As MD Anderson explains, cells generally rely heavily on two types of metabolism to survive. Mitochondria use oxygen to convert glucose, fatty acids and proteins into energy by a process of oxidative phosphorylation (OXPHOS). A more common form of metabolism in cancer is energy production by glycolysis, the conversion of glucose to energy in the absence of oxygen.
Analysis showed that genes involved in oxidative phosphorylation were upregulated in brain metastases, leaving those tumors reliant on that form of metabolism. Previous research by this team and others has also shown that OXPHOS promotes resistance to immunotherapies and targeted therapies.
The researchers found that brain metastases that form in mouse models of melanoma also develop high levels of OXPHOS activity.
IACS-10759, a drug that blocks OXPHOS and was developed by MD Anderson’s Institute for Applied Cancer Sciences (IACS), is in a Phase 1 clinical trial against blood cancers and solid tumors.

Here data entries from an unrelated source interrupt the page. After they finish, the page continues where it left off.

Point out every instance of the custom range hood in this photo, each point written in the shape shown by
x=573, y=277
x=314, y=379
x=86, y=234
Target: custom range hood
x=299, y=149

IACS, focused on developing impactful small-molecule therapies, is part of MD Anderson’s Therapeutics Discovery Division.
The scientists found that treatment with IACS-10759 blocked brain metastases from forming in one mouse model that develops metastatic melanoma, but it had much less impact on primary tumor growth or on the development of lung metastases. Treatment with the drug increased survival of mice with existing brain metastases in other models.
“OXPHOS inhibition could be a whole new therapeutic strategy for treating these patients,” Davies said. MD Anderson researchers are working to develop clinical trials.